Saya menyebutnya sebagai Super Mom. Beliau sangat care dengan anak-anaknya yang mondok di Gontor maupun SMPIT Darul Fikri, Sidoarjo. Hampir setiap bulan sekali beliau menjenguk si bungsu yang tengah sekolah SMP dan menghafal Al Quran. Setiap anak-ananknya pulang dari pondok, beliau pasti memasak masakan yang paling disukai anak-anaknya. Saat akan kembali ke pondok, semua bekal disiapkan beliau untuk anak-anaknya.
Sampai kemudian sakit itu menderanya, pertengahan 2014 lalu. Awalnya, beliau menganggap gondong. Menjelang akhir Oktober 2014, saat salat Subuh baru tertunaikan, istri saya memberi tahu saya bahwa kondisi beliau ngedrop. Bergegas saya menuju rumahnya yang hanya selemparan batu dari teras rumah saya.
Saya keluarkan mobilnya, lalu didampingi suami dan menantunya, saya antar beliau ke rumah sakit. Seorang dokter lalu membisiki saya, “Beliau menderita kanker kelenjar getah bening.” Ya Allah...

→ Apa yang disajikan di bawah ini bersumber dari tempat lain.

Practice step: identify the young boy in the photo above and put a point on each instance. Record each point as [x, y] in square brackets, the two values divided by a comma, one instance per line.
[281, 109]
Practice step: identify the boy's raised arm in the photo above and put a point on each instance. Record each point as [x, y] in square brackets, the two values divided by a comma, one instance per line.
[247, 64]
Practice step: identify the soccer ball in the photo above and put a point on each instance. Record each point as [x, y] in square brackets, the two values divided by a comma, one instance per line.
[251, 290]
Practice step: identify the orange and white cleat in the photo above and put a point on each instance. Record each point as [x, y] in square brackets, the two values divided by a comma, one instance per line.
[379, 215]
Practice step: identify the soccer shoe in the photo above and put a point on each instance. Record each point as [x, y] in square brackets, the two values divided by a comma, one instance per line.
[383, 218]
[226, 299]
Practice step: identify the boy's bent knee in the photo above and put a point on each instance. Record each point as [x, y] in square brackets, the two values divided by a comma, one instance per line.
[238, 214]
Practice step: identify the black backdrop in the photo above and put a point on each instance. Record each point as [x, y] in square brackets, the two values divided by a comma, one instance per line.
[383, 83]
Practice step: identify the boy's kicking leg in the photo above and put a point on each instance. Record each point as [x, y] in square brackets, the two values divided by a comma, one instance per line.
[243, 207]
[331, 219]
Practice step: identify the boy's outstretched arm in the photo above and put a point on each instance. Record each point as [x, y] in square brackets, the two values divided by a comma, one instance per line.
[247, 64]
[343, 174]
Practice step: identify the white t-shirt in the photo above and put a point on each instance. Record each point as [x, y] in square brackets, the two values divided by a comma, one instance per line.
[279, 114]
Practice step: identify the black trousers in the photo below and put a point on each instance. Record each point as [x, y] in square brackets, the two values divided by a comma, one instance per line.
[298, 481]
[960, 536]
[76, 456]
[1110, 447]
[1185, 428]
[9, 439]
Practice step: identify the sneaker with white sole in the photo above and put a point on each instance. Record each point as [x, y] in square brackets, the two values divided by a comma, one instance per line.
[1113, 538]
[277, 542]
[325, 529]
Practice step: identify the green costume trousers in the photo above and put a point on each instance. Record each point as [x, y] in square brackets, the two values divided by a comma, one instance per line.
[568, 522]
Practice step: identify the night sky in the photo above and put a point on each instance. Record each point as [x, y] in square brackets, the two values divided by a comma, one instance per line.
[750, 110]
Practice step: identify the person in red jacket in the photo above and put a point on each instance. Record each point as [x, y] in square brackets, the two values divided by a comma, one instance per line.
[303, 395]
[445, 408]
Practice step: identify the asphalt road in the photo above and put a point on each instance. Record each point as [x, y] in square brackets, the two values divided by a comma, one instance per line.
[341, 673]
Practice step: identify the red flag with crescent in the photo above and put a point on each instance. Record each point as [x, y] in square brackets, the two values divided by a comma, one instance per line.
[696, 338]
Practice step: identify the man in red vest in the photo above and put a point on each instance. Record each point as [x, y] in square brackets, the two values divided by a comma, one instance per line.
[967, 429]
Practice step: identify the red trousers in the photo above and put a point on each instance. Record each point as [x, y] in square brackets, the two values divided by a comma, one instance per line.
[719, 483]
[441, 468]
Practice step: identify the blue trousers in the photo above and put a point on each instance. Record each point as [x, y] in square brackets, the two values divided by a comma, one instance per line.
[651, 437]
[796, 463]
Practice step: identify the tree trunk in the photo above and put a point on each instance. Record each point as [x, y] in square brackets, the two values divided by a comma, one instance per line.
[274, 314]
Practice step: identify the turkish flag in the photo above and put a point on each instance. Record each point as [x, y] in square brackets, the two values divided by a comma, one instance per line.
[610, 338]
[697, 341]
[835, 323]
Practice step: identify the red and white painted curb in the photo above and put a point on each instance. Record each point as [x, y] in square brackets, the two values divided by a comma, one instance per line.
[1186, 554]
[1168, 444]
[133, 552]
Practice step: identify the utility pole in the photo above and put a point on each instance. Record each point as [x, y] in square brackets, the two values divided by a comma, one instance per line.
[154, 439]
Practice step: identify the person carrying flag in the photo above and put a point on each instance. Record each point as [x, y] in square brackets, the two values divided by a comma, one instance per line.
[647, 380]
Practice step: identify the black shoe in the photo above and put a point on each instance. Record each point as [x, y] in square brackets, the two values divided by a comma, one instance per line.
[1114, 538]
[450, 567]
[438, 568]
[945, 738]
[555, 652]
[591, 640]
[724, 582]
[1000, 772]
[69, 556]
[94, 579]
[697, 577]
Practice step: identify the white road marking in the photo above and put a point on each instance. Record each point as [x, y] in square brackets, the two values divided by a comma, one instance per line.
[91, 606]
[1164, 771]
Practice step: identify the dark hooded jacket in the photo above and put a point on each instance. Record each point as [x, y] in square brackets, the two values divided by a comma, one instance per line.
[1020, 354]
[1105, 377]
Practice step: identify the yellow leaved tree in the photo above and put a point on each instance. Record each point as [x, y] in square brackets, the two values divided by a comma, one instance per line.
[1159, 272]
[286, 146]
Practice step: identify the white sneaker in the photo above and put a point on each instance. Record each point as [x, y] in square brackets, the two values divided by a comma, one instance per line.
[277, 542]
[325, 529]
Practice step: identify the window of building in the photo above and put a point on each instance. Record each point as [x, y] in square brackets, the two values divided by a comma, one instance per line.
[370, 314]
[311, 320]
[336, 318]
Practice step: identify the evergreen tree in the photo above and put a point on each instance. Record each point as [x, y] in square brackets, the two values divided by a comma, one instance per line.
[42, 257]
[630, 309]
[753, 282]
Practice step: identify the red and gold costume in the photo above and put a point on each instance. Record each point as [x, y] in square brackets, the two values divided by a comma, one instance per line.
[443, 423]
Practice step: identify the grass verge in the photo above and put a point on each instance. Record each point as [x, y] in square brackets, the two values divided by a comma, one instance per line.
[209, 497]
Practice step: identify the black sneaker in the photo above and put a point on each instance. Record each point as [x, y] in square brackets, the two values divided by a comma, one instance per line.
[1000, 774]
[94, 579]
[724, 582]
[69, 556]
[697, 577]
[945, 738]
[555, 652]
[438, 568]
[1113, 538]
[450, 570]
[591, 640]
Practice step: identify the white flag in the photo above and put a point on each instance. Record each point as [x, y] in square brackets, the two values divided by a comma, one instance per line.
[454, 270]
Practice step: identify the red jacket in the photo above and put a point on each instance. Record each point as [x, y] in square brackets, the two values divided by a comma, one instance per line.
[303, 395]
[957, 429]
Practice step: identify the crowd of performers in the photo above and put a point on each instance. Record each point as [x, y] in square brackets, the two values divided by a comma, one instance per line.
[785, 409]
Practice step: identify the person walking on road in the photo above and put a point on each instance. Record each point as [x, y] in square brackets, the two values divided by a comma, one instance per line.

Sejak saat itu, beliau sering keluar masuk rumah sakit. Untuk sementara, tugas-tugasnya di ma’had di-handle istri saya yang sama-sama pengurus. Donatur-donatur yang biasa beliau kunjungi sebagiannya diambil alih istri saya. Semakin hari kondisinya kian lemah, meski rutin menjalani kemoterapi hampir dua pekan sekali di Surabaya, yang berjarak 230 km dari rumahnya.
Ketika saya hendak berangkat umrah awal Januari 2015, saya pamitan ke beliau. Hanya satu pesannya, “Mohon doakan di tanah haram untuk kesembuahan saya.” Amanahnya itu pun sudah saya tunaikan, saat di raudhah Masjid Nabawi, saat thawaf, maupun sa’i. Dalam shalat tahajud saya di Masjidil Haram selalu ada doa untuk beliau.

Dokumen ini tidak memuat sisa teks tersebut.